My studio here in Shokan NY is in the stable of an old barn. It’s a Summer studio, not heated and it was cold. But I cranked up the music, put on five or so layers of clothing ( no exaggeration) and even if I couldn’t make anything, I forced myself to spend the day out of the house and in the studio. Slowly, drawings began to emerge. For the first time I was making work that was more directly autobiographical than ever before.It was unsettling. but then again everything was unsettling.

Curfew 2020- paint, pastel. 20 x 17.50

Slowly I worked on pieces- drawings, sculpture and assemblage- the figures were lost, locked down, locked out, broken.. and yet they contain with a glimmer of hope.

Broken. 2020. Clay, glaze, ink, encaustic, object. 20 x 8 x 3

You don’t need me to go through the list of what has battered us this year. You know. I just wrote a huge impassioned paragraph listing every assault upon us that has happened this year (and it’s still October). I deleted it. You know, we all know……

Luckily I had a show to work towards. My solo exhibition -DOES SHE OR DOESN’T SHE? will open at Firecat Projects in Chicago on Oct. 23. (2019 N Damen Ave.,Chicago, IL 60647. see link). I had deadlines and people who were waiting for me to finish new work. It’s been a godsend, and I am deeply grateful to the gallery and Stan Klein.

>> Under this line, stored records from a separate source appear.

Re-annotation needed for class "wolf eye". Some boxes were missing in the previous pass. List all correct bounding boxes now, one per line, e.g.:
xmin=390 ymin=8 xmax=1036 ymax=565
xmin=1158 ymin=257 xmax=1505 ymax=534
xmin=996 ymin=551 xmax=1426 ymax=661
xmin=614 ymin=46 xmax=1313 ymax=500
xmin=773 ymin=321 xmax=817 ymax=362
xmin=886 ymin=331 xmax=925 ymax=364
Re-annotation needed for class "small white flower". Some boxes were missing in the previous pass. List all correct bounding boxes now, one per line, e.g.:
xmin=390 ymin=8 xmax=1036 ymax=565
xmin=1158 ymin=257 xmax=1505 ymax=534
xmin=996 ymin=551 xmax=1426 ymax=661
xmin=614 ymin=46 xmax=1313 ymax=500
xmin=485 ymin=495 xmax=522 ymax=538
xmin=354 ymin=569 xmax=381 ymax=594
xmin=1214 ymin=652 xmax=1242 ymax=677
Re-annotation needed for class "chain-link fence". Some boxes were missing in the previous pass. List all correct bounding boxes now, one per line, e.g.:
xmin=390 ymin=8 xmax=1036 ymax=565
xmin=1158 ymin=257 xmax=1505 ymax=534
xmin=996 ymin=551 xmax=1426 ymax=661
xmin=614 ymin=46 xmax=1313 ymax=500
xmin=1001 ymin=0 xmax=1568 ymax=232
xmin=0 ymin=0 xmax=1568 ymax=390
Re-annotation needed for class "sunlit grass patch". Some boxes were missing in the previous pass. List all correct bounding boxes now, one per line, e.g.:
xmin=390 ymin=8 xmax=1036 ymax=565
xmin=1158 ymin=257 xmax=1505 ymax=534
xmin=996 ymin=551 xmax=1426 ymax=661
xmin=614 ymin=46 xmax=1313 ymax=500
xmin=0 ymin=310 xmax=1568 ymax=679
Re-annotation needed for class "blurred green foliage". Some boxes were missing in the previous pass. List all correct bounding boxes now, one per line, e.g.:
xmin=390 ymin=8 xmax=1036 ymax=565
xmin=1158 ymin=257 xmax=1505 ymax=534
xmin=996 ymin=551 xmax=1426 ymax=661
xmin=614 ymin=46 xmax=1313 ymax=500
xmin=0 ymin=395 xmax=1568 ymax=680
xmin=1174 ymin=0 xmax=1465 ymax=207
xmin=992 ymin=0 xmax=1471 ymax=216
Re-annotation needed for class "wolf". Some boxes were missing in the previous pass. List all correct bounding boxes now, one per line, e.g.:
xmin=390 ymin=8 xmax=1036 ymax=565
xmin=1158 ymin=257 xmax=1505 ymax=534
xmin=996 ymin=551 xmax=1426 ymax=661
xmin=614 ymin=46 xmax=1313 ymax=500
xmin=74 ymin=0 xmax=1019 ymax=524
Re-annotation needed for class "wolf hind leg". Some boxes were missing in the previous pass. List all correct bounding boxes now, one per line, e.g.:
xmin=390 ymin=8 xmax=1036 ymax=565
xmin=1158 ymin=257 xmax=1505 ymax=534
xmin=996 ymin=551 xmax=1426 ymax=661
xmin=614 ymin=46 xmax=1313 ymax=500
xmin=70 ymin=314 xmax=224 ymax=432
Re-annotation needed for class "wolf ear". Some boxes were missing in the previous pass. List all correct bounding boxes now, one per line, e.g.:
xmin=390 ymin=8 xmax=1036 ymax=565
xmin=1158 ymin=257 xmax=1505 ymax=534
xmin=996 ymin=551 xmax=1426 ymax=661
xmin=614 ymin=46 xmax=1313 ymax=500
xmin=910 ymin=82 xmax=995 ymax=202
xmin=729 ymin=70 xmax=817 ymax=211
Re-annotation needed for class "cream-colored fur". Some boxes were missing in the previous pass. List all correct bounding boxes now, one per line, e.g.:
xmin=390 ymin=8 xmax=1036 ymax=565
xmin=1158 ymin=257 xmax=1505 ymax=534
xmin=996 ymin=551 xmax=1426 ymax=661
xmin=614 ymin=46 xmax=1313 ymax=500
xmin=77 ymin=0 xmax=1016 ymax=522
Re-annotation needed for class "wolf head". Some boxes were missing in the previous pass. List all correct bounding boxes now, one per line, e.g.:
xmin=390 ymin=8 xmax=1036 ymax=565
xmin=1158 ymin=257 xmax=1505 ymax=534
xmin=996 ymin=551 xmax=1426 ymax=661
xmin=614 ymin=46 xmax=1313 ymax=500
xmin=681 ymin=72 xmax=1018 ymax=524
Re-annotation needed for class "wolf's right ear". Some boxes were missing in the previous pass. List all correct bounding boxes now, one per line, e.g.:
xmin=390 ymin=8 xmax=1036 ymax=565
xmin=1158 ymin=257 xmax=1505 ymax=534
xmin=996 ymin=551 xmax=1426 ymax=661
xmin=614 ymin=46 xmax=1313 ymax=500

I will go to Chicago. I hope that people come to see the show. I hope that we win and win big in November. I hope that a safe vaccine is found quickly and I hope that the brutality and hatred that has been unleashed in America will somehow be contained….. that’s alot to hope for. But I’ve always been an optimistic pessimist.

Eight months later,and I’m still in the Catskills. Trips to NYC once a month to pick up mail, art supplies have shown me that my beloved city is bent but not broken.

And the beat goes on…….

Good night and sweet dreams to you all.